Context
The timelapse camera was the first project Benjamin commenced after joining ASC. It was completed within his first year and then operated until the end of Air Warfare Destroyer construction.
The purpose was to capture the build of the shipyard and the construction of the Air Warfare Destroyers as a historic record, executive communications asset and public-facing proof of progress on one of Australia’s most significant defence construction programs.
Problem
The concept existed before Benjamin started, but previous attempts had stalled because the physical placement, camera control, environment, power and remote-management requirements made the project difficult to implement reliably.
The cameras had to operate for years, survive an exposed physical environment, be controlled remotely, capture images on a schedule and produce useful material without requiring constant manual intervention.
Benjamin’s Role
Benjamin designed the solution from scratch, implemented it and maintained it until he departed ASC. He converted a concept that had been considered too difficult into a working production system that operated over years, captured a historic construction record and supported communications activity long after the initial implementation.
What Benjamin Built Or Changed
- Implemented three Canon EOS-1D DSLR cameras to capture different angles of the shipyard and ship builds.
- Designed a custom-built air-conditioned enclosure mounted on top of the submarine shed.
- Added remote power and environmental monitoring so the enclosure and equipment could be monitored, controlled and alerted on.
- Connected cameras to the corporate network for remote control and scheduled image capture every 10 minutes.
- Worked through a first-of-kind DSLR deployment pattern after discussions with Canon.
- Created a long-running capture system that supported executive communications, historical evidence, launch material, promotional use and Australian television news coverage.
Stakeholders
ASC leadership, communications stakeholders, ICT stakeholders, facilities stakeholders, the CEO, the Board and public communications stakeholders connected to the shipyard and Air Warfare Destroyer program.
Delivery Approach
The work required practical engineering across facilities, physical mounting, environmental control, network connectivity, remote device management, scheduled capture and long-running operational support.
The implementation preserved a historically significant defence-construction story and turned a stalled idea into a durable communications and public-history asset.
Outcomes
The solution captured the historic build of what was then Australia’s most expensive defence project.
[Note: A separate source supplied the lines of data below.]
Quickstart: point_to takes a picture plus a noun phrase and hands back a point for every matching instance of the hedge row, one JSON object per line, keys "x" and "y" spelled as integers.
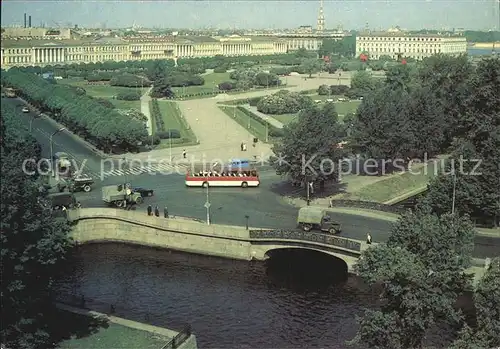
{"x": 161, "y": 131}
{"x": 367, "y": 205}
{"x": 83, "y": 115}
{"x": 156, "y": 116}
{"x": 273, "y": 131}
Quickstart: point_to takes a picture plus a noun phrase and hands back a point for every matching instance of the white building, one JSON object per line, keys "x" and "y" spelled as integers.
{"x": 405, "y": 45}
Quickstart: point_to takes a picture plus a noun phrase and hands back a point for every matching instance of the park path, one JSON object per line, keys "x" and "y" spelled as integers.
{"x": 219, "y": 136}
{"x": 145, "y": 99}
{"x": 263, "y": 116}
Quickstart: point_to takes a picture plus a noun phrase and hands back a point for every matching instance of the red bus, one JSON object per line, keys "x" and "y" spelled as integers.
{"x": 227, "y": 177}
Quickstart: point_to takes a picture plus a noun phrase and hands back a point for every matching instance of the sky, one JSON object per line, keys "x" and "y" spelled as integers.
{"x": 351, "y": 14}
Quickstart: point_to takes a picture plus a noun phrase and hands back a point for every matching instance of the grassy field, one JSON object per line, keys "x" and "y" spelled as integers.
{"x": 85, "y": 332}
{"x": 252, "y": 125}
{"x": 174, "y": 120}
{"x": 105, "y": 91}
{"x": 212, "y": 82}
{"x": 382, "y": 189}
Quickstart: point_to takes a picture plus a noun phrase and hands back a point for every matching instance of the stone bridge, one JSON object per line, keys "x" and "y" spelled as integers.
{"x": 93, "y": 225}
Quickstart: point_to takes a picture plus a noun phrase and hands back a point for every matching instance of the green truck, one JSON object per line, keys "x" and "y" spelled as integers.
{"x": 120, "y": 195}
{"x": 316, "y": 218}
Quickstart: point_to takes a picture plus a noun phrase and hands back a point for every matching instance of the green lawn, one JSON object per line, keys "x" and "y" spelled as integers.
{"x": 343, "y": 108}
{"x": 212, "y": 82}
{"x": 252, "y": 125}
{"x": 77, "y": 331}
{"x": 174, "y": 120}
{"x": 105, "y": 91}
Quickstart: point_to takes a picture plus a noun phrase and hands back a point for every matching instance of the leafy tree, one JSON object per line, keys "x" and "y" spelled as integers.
{"x": 487, "y": 304}
{"x": 311, "y": 66}
{"x": 308, "y": 146}
{"x": 33, "y": 242}
{"x": 421, "y": 269}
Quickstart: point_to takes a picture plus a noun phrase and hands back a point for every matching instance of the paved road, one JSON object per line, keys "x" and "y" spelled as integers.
{"x": 220, "y": 136}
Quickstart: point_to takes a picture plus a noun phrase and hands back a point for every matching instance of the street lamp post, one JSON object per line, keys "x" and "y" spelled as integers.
{"x": 52, "y": 145}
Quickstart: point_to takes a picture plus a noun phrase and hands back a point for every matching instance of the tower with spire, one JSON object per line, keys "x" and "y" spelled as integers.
{"x": 320, "y": 26}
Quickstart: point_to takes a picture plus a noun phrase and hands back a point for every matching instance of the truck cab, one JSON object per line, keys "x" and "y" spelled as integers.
{"x": 316, "y": 218}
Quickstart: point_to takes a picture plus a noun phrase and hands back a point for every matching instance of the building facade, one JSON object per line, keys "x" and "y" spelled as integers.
{"x": 404, "y": 45}
{"x": 52, "y": 52}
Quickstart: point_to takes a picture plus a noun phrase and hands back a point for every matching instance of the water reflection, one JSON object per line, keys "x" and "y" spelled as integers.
{"x": 295, "y": 302}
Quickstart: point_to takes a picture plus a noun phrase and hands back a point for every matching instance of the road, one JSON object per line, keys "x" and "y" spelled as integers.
{"x": 228, "y": 205}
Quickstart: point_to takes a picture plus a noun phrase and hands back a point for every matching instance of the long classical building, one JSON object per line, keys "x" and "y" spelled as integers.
{"x": 406, "y": 45}
{"x": 23, "y": 52}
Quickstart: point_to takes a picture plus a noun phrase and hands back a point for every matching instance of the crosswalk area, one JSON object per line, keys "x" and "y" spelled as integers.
{"x": 154, "y": 169}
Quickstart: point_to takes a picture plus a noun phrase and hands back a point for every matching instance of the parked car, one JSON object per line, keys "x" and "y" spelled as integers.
{"x": 144, "y": 192}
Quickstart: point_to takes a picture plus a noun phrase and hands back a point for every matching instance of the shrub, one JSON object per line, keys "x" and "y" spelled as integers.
{"x": 169, "y": 133}
{"x": 283, "y": 102}
{"x": 221, "y": 69}
{"x": 105, "y": 103}
{"x": 180, "y": 79}
{"x": 129, "y": 96}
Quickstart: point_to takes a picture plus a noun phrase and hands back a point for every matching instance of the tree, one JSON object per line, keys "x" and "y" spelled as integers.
{"x": 421, "y": 269}
{"x": 475, "y": 152}
{"x": 308, "y": 147}
{"x": 33, "y": 242}
{"x": 311, "y": 66}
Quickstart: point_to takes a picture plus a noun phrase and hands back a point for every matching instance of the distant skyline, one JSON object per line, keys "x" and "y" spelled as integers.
{"x": 197, "y": 14}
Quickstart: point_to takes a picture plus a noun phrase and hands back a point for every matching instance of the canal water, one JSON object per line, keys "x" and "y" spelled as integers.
{"x": 294, "y": 300}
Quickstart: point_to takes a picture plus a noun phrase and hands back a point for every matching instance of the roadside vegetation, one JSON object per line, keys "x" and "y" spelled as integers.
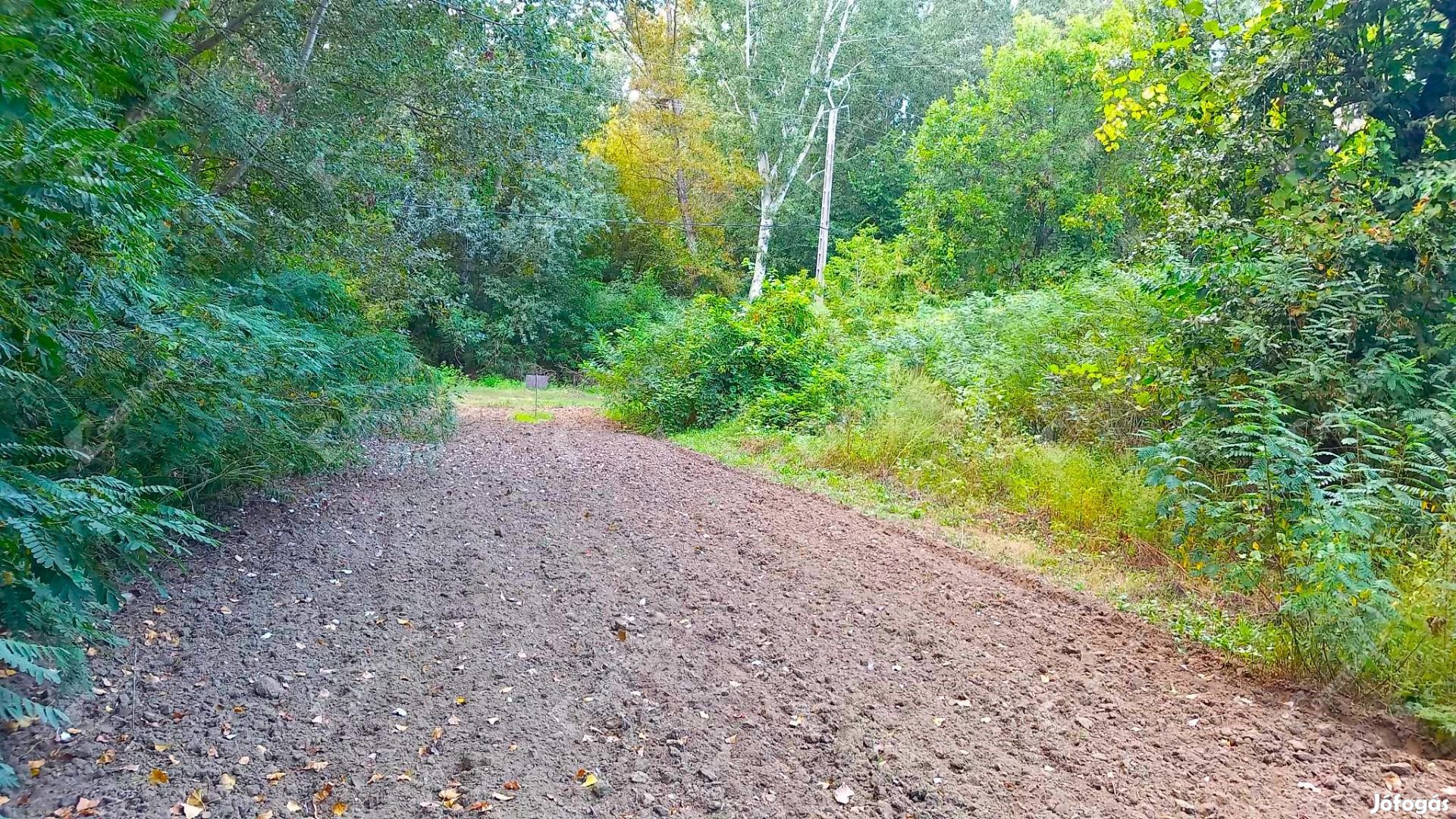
{"x": 1168, "y": 281}
{"x": 1168, "y": 287}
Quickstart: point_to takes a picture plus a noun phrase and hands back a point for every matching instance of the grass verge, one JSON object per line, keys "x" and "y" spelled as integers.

The footage was later used in promotions, launches and Australian television news.
It became an early example of Benjamin’s builder pattern: take a stalled idea, identify the physical and technical constraints, design a practical implementation path and keep the system operating long enough to create lasting value.
What It Demonstrates
Practical engineering, persistence, facilities-linked ICT delivery, remote monitoring, media capture design and the ability to connect physical-world constraints with technology systems.